Une des raisons de ma bascule a eu lieu pendant le covid quand ma fille de 14 ans m’a dit : « Papa, qu’est-ce que tu fais toi au lieu de râler?«  J’ai dormi dessus et je me suis dit : « Oui, qu’est-ce que je fais concrètement?«  Maintenant, je suis capable de lui dire. Je sais à quoi je ne veux pas que 2050 ressemble et je me bats pour jouer au parc avec mes petits-enfants en 2050 et pas dans une salle climatisée parce que l’environnement sera dangereux pour une personne âgée.

Repères

État civil. Né en 1976, à Nice, Xavier Turquin est marié et père de quatre enfants.

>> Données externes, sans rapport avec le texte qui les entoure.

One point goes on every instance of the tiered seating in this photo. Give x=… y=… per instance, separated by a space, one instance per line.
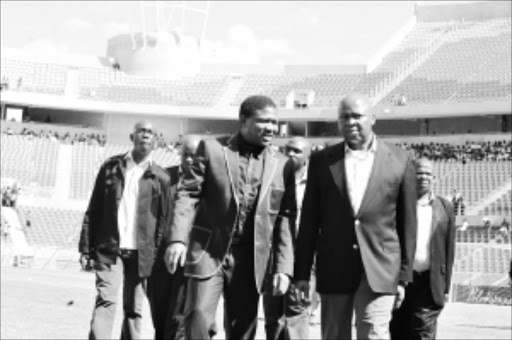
x=328 y=88
x=202 y=90
x=85 y=162
x=482 y=259
x=480 y=235
x=51 y=226
x=501 y=206
x=29 y=161
x=474 y=180
x=414 y=43
x=35 y=77
x=473 y=64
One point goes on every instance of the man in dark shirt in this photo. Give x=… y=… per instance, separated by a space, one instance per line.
x=233 y=206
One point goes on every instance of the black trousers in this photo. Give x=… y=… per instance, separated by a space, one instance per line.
x=166 y=296
x=235 y=280
x=416 y=319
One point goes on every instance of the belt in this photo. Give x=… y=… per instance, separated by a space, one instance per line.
x=127 y=253
x=421 y=275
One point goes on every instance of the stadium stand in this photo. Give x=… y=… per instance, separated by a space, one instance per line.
x=50 y=226
x=459 y=71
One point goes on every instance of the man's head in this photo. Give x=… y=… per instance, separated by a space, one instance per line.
x=355 y=120
x=258 y=120
x=143 y=138
x=424 y=176
x=188 y=149
x=299 y=150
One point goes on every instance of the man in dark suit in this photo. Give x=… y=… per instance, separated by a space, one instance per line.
x=233 y=206
x=122 y=229
x=286 y=317
x=167 y=291
x=433 y=262
x=359 y=218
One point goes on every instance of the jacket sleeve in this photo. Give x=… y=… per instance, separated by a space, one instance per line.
x=93 y=214
x=450 y=245
x=406 y=223
x=282 y=240
x=309 y=228
x=164 y=212
x=188 y=195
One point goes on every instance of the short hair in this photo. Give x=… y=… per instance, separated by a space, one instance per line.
x=422 y=160
x=253 y=103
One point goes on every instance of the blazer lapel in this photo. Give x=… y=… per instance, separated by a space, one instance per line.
x=232 y=159
x=337 y=166
x=437 y=207
x=379 y=164
x=269 y=168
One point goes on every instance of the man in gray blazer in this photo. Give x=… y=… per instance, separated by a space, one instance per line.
x=359 y=218
x=232 y=207
x=433 y=262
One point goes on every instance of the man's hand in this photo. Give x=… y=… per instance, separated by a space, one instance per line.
x=175 y=254
x=86 y=262
x=302 y=291
x=280 y=283
x=399 y=296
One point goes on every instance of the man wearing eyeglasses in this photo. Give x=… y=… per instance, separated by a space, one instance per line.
x=122 y=230
x=426 y=296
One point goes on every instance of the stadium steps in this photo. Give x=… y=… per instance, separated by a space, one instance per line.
x=232 y=89
x=491 y=197
x=63 y=172
x=408 y=68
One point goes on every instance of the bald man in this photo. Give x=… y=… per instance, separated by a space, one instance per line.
x=167 y=291
x=359 y=221
x=123 y=227
x=285 y=316
x=426 y=296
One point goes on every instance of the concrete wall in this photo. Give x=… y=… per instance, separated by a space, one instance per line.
x=439 y=11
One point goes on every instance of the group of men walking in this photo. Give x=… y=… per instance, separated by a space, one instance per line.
x=356 y=222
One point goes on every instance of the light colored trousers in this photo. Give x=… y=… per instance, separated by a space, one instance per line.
x=372 y=311
x=109 y=279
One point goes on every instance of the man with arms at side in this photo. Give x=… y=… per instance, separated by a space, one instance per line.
x=359 y=219
x=168 y=290
x=233 y=207
x=425 y=297
x=122 y=230
x=285 y=316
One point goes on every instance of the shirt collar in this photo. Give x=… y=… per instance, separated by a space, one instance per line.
x=426 y=200
x=371 y=148
x=146 y=162
x=245 y=148
x=304 y=176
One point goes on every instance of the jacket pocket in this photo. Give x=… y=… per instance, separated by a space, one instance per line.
x=199 y=240
x=276 y=196
x=391 y=246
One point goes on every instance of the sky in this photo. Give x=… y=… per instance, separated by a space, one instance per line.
x=243 y=32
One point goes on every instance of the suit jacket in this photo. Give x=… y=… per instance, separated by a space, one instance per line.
x=100 y=235
x=442 y=248
x=211 y=183
x=380 y=240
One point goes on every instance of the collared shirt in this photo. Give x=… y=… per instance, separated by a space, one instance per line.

Finance. Double diplômé d’un master à l’université Paris Dauphine et à l’Institut Mines-Télécom Business School, Xavier Turquin commence sa carrière dans la finance en 2002 à Bruxelles puis rejoint le plateau du Kirchberg pour une mission en 2005, avant de s’installer durablement.

Démission. Employé dans un «Big Four» depuis quatre ans, il démissionne en août 2021 sans plan de secours, poussé par une dichotomie entre sa profession et sa volonté d’engagement pour l’environnement, accentuée par le covid et l’incapacité des pouvoirs publics à protéger les citoyens contre la pandémie.

Transition. À la rentrée de septembre 2021, il entame un master en développement durable et innovation sociale à l’université de Luxembourg. En parallèle, il se lance en indépendant et fonde transition.lu, une entreprise de consulting pour fournir aux entreprises des solutions de transition écologique.

Greenpeace. Déjà membre de Greenpeace Luxembourg, il postule au poste vacant de directeur du bureau national de l’ONG qu’il obtient et qu’il occupe à plein temps depuis le 24 septembre 2024.